Former Coordinating Minister for Legal, Political, and Security Affairs Luhut Panjaitan formed an integrated working group to find a solution to three of the most concerning human rights cases: the 2014 Paniai shootings, the 2001 Wamena incident, and the 2003 Wasior incident. However, when former General Wiranto succeeded Luhut in 2016, the team was dismissed, and there have been no follow-up activities to address these crucial issues. Wiranto recently claimed that that the shooting in Deiyai was not a human rights violation.
Another example of this inconsistent approach is Jokowi’s 2015 promise to lift restrictions on foreign journalists reporting from Papua. There have still not been any specific policies introduced to implement this directive. Any foreign journalist who wishes to go to Papua must still undertake a complicated application process and follow strict requirements, particularly from security-related agencies and, occasionally, the Ministry of Foreign Affairs.

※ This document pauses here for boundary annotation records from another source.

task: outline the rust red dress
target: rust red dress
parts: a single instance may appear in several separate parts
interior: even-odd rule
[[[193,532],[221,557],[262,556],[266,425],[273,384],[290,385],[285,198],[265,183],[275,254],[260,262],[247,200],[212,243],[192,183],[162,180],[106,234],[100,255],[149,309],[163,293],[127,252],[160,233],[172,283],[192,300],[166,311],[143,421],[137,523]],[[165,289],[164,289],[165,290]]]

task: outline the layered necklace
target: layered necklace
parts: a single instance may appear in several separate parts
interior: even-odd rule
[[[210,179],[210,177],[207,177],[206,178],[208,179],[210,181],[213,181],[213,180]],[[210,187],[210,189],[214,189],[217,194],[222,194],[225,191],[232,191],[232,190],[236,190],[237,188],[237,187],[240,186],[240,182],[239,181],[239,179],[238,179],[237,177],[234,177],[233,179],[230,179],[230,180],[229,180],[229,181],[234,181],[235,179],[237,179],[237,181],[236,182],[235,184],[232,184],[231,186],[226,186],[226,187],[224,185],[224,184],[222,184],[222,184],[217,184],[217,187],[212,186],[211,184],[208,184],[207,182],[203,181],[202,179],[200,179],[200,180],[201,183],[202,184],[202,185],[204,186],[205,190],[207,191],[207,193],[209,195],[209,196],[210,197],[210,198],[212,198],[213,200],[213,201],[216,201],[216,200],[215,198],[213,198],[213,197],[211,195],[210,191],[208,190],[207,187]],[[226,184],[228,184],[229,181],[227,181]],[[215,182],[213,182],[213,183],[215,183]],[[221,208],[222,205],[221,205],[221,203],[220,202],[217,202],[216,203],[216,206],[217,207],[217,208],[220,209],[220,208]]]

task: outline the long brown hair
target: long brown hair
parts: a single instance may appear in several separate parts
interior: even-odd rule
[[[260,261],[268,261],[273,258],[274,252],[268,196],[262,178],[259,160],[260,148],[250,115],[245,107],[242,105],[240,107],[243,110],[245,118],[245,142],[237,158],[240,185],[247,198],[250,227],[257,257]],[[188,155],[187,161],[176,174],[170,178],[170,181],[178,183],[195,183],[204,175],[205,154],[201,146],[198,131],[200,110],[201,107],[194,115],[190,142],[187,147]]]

A comprehensive human rights policy – not an economic policy – should be the priority for resolving the issues in Papua. Economic policy has been the prescription favoured by every Indonesian president to address problems in Papua. They seem to believe that aspirations for independence are simply a function of the poor quality of life of many indigenous Papuans, and improving welfare will lead to these demands fading.
In reality, the situation is far more complex. Papuans’ trust issues with the central government do not stem from poverty. Rather, they result from the insecurity of living with the threat of violence from the security officers who surround them, a massive presence that in itself contributes to traumatisation. In addition, the stagnation of internal reforms in the police and TNI that might make them better able to deal with low-level conflicts and protests in Papua without violence has made a bad situation worse.
Indigenous Papuans will continue to be killed as long as the central government lacks the political will or capacity to better coordinate national institutions and prioritise human rights issues in Papua.